After selecting Jest I still did not have an answer to the submitted problems. In the classical logic of 3am I decided to search again and I came across a buried file in the official repo of the storybook. This is the file needed to tell storyshots where the configuration file can be found, which framework to use with Storybook and some other border options. I configured it for Vue, but I still ran into errors. It was said that storybook / react could not be found, even though I suggested Vue as the framework. After using npm install - save-dev storybook / comment everything was fine. (Yes, very strange.) When I tried to run npm test it gave me an unexpected error error. Something that was not well documented was the need to have a .babelrc file. It appears that it did not transpose the code with Babel before the tests were carried out. I found this .babelrc file after seeing this problem in the jest-vue preprocessor package.

The next half hour from here was a haze. When I snapped it out, I really messed up the repo and decided to go back to a commit that I knew he was working on. My wife also woke up and told me that I tapped too hard and moved to my office. #truLove (Who thought this was a good idea?)

After some caffine, I realized that I had added a webpack.config.js file to .storybook that overwrites many settings in the Nuxt configuration file. I put humpty dumpty together again and knew that I was coming close. After performing npm-test and trying out a few different things I still got an error message stories are only meant for use with a storybook . Turns out that Storyshots are available from Storybook 3.4.0-alpha.5. To update to that version I had to set the version for storybook-vue, storybook / add-on action and storybook / addon storyshots. I have also discovered that @ storybook / addon is needed to make add-ons work. It looks like it's a newer way to make add-ons work in an upcoming update.
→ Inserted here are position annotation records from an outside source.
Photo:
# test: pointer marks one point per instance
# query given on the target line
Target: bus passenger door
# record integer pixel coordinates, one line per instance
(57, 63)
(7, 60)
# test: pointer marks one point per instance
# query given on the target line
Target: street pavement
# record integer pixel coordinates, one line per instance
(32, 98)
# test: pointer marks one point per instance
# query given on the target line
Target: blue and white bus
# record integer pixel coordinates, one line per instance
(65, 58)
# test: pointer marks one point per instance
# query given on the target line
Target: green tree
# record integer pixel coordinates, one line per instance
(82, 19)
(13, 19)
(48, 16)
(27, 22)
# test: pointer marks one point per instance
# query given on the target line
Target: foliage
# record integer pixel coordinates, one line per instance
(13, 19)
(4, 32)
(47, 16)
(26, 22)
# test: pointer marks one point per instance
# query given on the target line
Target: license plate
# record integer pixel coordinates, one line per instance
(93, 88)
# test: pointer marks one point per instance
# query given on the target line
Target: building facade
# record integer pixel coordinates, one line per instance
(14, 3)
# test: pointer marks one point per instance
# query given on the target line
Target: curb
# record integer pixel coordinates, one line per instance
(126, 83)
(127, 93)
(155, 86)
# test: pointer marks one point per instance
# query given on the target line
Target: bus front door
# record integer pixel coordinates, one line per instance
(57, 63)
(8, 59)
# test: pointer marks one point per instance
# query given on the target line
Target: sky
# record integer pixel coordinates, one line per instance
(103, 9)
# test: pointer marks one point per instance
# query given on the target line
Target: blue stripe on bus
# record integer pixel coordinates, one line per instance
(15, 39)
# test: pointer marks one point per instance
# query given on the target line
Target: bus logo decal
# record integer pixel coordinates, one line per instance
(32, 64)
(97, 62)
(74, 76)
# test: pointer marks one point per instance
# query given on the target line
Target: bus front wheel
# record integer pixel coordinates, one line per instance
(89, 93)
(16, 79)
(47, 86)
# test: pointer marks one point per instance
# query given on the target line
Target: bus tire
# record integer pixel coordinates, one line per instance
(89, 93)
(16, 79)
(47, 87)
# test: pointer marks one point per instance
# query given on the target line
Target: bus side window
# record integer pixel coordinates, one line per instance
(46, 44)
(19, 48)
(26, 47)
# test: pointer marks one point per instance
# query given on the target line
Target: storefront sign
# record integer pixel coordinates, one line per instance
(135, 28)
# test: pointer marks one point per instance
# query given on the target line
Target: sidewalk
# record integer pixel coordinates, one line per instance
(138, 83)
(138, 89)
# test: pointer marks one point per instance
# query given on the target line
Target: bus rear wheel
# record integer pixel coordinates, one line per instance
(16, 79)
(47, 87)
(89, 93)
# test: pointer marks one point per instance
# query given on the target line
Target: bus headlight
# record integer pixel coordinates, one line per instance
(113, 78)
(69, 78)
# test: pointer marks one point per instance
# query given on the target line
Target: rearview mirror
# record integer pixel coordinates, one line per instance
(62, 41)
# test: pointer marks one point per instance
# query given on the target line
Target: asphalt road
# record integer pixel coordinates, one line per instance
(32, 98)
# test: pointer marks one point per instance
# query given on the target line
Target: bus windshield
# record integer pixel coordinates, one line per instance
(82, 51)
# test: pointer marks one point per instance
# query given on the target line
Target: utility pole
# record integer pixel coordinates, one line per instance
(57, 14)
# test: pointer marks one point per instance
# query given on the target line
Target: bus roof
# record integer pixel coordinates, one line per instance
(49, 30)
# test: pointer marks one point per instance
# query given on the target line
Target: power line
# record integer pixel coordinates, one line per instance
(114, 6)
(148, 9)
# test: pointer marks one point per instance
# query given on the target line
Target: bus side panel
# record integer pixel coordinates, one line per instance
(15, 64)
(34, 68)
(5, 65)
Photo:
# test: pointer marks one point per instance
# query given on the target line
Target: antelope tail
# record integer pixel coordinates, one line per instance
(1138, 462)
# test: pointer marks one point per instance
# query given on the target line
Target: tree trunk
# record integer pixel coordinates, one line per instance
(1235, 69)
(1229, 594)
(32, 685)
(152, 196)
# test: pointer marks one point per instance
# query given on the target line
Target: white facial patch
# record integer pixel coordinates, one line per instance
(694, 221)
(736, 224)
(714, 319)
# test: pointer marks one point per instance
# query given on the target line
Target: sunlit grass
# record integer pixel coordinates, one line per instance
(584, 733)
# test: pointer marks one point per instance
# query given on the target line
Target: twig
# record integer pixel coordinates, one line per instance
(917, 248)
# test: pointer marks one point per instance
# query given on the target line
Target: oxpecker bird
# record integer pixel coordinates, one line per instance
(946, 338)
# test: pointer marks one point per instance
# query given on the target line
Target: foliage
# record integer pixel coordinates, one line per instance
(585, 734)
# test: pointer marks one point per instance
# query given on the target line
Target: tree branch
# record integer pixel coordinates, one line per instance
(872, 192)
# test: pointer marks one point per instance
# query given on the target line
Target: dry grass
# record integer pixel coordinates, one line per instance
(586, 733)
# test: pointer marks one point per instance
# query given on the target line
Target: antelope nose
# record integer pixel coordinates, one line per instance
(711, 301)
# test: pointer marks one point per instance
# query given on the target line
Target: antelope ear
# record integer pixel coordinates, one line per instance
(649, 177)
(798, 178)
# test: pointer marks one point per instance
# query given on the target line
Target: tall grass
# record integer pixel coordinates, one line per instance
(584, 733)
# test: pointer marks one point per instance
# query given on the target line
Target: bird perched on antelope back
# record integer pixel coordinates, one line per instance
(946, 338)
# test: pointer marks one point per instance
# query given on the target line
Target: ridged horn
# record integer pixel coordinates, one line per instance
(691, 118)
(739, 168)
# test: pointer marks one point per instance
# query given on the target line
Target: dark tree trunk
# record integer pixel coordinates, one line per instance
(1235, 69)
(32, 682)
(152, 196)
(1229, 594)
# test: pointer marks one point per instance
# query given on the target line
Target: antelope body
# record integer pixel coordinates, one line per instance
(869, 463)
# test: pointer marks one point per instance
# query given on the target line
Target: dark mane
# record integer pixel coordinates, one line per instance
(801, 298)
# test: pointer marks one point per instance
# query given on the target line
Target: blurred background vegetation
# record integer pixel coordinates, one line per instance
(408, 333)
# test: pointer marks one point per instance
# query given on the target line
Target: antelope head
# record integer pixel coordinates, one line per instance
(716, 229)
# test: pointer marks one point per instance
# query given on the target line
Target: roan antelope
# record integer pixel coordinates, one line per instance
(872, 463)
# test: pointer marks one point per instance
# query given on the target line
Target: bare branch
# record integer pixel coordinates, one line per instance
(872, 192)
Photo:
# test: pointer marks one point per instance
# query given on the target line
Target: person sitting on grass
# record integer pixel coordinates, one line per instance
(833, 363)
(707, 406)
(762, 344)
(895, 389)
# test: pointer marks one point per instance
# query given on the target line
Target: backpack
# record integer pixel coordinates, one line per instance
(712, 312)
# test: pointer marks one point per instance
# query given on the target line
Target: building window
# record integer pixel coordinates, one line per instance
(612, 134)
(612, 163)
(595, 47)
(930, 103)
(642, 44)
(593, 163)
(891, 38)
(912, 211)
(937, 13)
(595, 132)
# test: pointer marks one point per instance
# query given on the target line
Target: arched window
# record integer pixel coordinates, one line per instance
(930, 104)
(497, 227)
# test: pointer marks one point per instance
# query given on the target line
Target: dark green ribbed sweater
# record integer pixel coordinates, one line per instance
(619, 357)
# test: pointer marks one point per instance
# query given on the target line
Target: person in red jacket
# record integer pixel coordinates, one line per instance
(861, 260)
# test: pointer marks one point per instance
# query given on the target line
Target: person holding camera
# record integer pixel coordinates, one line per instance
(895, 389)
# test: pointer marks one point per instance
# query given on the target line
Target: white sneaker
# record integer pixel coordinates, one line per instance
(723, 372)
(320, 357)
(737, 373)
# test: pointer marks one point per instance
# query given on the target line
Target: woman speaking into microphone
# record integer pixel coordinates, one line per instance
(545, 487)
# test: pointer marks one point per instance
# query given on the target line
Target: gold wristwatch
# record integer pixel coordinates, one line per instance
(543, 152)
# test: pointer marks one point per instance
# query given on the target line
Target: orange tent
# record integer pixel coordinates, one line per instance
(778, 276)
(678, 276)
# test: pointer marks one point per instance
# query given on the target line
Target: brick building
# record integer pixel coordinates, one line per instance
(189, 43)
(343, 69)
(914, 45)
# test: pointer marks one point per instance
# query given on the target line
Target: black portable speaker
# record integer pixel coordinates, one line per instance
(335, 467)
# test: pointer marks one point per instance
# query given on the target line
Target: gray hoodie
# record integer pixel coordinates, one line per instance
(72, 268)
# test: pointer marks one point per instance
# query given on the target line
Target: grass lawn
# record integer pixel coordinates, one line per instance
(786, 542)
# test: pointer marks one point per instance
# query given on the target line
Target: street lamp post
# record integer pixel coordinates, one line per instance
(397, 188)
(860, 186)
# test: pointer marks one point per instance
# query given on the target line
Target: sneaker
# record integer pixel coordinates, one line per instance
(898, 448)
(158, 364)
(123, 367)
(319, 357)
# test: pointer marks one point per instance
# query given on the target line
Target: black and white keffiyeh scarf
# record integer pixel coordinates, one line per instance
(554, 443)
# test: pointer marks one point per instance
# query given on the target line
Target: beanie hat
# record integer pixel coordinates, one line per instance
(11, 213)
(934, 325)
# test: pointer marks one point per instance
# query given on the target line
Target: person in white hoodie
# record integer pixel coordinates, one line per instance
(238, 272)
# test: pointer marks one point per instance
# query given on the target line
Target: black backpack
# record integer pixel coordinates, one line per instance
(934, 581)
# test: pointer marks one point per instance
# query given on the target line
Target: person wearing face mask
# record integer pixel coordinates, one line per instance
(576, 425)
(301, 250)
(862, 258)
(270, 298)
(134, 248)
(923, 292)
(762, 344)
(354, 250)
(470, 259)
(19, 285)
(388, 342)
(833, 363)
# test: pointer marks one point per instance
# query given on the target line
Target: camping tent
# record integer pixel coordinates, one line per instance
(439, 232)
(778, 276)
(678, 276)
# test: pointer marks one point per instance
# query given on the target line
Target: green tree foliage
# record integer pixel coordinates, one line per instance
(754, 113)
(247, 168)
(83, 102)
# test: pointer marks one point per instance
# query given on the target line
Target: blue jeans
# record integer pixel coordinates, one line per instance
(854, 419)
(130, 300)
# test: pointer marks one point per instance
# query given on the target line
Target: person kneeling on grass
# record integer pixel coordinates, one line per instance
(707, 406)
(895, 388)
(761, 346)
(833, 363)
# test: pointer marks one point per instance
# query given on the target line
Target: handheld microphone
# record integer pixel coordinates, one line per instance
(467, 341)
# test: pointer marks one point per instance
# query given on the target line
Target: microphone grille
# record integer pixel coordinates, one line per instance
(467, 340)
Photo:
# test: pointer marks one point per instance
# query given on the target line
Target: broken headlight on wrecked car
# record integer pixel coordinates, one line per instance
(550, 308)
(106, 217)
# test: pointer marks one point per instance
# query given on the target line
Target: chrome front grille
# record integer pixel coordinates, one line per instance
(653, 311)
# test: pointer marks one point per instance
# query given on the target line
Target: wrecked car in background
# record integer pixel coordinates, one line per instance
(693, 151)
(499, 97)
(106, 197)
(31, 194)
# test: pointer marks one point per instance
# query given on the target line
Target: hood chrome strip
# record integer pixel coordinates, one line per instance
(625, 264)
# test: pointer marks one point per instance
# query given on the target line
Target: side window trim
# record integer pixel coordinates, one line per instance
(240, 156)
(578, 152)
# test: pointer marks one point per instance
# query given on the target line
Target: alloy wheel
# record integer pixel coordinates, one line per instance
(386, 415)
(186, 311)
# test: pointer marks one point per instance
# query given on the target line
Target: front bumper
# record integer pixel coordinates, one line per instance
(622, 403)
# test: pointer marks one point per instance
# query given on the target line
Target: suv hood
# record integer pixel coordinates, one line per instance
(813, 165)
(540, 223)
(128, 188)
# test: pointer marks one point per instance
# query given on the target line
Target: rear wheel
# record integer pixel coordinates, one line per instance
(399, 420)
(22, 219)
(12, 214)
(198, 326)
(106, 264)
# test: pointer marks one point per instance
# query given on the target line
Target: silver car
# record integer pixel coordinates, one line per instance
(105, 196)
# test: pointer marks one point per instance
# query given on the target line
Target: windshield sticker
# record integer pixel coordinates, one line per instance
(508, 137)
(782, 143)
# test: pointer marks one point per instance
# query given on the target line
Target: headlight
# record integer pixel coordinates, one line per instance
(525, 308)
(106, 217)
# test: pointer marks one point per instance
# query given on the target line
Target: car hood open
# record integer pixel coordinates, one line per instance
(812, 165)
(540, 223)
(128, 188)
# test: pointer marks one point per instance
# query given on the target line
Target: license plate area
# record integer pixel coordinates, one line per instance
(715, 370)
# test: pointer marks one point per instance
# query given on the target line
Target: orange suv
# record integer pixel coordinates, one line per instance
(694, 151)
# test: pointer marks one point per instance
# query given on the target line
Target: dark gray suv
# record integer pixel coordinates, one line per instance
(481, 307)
When I performed npm test again, I got the following:

({"Object .": Function (module, export, require, __ dirname, __ filename, global, jest) {

Thanks to the community at Storybook, I found out that there was a solution to this bug by adding the following to jest.conf.js

transformIgnorePatterns: [
    '/node_modules/(?!(@storybook/.*.vue$))',
  ],

And TA-DA !!! It works!

As the sun began to rise …

I was really happy that it worked. It turns out that my Jest tests made snapshots for my specifications and that Storyshots made snapshots of the stories. It also comes with coverage stats which was a nice Easter egg. Although I'm not sure why I only get 50% coverage on my Button.vue file. (Everyone knows why? Leave a comment!) On the way I found a great source for Jest specifications with Vue. I'm excited to dig in more with the specifications and play with a few extra add-ons for Storybook.

Because I felt invincible and extremely exhausted, I decided to close the laptop and rest. And then I heard it … the cry of my 2-year-old daughter, the whine of a moody 4-year-old boy and the loud barking of a puppy who had to go outside. Seriously … whose idea was this ?!